For the first dataset, (includes Feature B but not A)
> set.seed(1)
> tuneRF(x = tRFx, y = tRFy, nTreeTry = 250, stepFactor = 1.5, improve = 0.01)
mtry = 2 OOB error = 17.73%
Searching left ...
Searching right ...
mtry = 3 OOB error = 17.28%
0.02531646 0.01
mtry = 4 OOB error = 18.41%
-0.06493506 0.01
mtry OOBError
2.OOB 2 0.1773288
3.OOB 3 0.1728395
4.OOB 4 0.1840629
> set.seed(3)
> tuneRF(x = tRFx, y = tRFy, nTreeTry = 250, stepFactor = 1.5, improve = 0.01)
mtry = 2 OOB error = 18.07%
Searching left ...
Searching right ...
mtry = 3 OOB error = 18.18%
-0.00621118 0.01
mtry OOBError
2.OOB 2 0.1806958
3.OOB 3 0.1818182
ie for seed 1 mtry=3
but seed=3 mtry=2
And for the second dataset (includes both Features A & B)
> set.seed(1)
> tuneRF(x = tRFx2, y = tRFy, nTreeTry = 250, stepFactor = 1.5, improve = 0.01)
mtry = 3 OOB error = 17.51%
Searching left ...
mtry = 2 OOB error = 16.61%
0.05128205 0.01
Searching right ...
mtry = 4 OOB error = 16.72%
-0.006756757 0.01
mtry OOBError
2.OOB 2 0.1661055
3.OOB 3 0.1750842
4.OOB 4 0.1672278
> set.seed(3)
> tuneRF(x = tRFx2, y = tRFy, nTreeTry = 250, stepFactor = 1.5, improve = 0.01)

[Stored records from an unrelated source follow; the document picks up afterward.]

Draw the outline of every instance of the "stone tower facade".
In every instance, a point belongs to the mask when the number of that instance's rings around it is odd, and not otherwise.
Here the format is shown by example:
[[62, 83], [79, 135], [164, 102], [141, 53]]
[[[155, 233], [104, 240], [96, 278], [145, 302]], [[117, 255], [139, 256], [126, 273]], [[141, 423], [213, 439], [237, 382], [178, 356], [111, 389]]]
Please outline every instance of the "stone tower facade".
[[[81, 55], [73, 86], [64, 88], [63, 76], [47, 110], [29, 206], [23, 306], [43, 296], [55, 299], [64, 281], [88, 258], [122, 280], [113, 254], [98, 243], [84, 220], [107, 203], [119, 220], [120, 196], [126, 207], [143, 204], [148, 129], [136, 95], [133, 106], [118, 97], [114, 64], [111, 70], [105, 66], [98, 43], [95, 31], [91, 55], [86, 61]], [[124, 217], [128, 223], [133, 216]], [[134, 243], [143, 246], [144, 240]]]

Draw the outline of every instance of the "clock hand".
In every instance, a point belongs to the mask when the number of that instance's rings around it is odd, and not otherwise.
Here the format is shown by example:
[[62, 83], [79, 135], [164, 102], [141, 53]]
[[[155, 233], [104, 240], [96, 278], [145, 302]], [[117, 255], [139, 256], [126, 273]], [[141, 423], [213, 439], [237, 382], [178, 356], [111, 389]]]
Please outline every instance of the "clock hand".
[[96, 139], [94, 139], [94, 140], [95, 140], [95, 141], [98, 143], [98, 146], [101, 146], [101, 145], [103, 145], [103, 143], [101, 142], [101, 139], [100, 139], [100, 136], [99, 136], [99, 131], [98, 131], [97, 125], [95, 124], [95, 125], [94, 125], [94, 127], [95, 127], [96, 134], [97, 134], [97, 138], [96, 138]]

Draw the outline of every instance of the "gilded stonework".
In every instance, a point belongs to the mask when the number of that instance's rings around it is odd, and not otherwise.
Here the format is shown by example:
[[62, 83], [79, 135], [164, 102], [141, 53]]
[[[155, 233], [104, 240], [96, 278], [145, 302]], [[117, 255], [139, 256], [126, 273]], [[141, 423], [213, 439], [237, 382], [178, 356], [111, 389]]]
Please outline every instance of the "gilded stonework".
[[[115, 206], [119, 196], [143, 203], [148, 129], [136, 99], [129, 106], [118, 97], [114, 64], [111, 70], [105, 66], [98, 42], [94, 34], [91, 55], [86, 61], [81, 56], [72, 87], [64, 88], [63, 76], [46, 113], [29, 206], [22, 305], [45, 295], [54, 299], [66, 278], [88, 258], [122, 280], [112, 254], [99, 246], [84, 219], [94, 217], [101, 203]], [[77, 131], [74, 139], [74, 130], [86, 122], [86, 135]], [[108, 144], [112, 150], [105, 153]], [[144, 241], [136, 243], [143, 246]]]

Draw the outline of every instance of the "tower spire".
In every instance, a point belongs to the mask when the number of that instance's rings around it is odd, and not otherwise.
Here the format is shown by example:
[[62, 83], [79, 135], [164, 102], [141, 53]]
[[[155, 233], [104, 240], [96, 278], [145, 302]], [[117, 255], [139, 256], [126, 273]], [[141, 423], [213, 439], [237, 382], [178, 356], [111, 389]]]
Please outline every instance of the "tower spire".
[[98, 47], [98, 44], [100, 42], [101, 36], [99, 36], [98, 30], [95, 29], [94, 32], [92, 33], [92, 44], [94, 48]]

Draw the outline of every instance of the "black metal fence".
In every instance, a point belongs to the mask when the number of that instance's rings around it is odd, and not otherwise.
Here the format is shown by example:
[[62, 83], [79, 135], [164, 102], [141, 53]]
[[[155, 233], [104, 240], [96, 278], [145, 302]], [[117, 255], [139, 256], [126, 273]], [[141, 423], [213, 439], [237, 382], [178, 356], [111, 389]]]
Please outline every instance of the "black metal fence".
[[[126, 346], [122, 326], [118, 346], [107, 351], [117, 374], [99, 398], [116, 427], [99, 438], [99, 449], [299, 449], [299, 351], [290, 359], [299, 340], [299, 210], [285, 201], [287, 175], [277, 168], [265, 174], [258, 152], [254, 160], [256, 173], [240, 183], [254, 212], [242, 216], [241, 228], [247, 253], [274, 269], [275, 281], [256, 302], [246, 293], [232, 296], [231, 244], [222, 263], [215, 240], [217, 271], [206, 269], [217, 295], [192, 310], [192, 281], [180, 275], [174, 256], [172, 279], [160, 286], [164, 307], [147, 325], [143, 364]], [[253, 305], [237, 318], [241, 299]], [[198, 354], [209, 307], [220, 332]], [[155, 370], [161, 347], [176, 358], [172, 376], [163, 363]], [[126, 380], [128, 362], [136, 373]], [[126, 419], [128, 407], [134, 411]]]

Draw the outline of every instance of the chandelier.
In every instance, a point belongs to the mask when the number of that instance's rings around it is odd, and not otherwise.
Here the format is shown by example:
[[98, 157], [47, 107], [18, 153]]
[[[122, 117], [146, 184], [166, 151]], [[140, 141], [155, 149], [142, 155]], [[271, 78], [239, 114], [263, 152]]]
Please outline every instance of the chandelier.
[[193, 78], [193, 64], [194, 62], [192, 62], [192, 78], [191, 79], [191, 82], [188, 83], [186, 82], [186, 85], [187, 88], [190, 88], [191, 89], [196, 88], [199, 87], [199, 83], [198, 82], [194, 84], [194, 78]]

mtry = 3 OOB error = 17.4%
Searching left ...
mtry = 2 OOB error = 18.74%
-0.07741935 0.01
Searching right ...
mtry = 4 OOB error = 17.51%
-0.006451613 0.01
mtry OOBError
2.OOB 2 0.1874299
3.OOB 3 0.1739618
4.OOB 4 0.1750842
ie for seed 1 mtry=2
but seed=3 mtry=3
I was going to run a loop to see which mtry
is optimal over a large number of simulations but don't know how to capture the optimal mtry
from each iteration.
I know that I can use
> set.seed(3)
> min(tuneRF(x = tRFx2, y = tRFy, nTreeTry = 250, stepFactor = 1.5, improve = 0.01))
mtry = 3 OOB error = 17.4%
Searching left ...
mtry = 2 OOB error = 18.74%
-0.07741935 0.01
Searching right ...
mtry = 4 OOB error = 17.51%
-0.006451613 0.01
[1] 0.1739618
but I don't want to capture the OOB error (0.1739618) but the optimal mtry
(3).
Any help (or even general comments on anything related to tuneRF
) greatly appreciated. For anybody else who happens to stumble upon this looking for tuneRF
help I also found this post helpful.
R: unclear behaviour of tuneRF function (randomForest package)
For what it's worth it seems that the optimal mtry for the smaller feature set (with non-inclusive features) is 3 and for the larger feature set is only 2, which initially is counter intuitive but when you consider the inclusive nature of A and B it does/may make sense.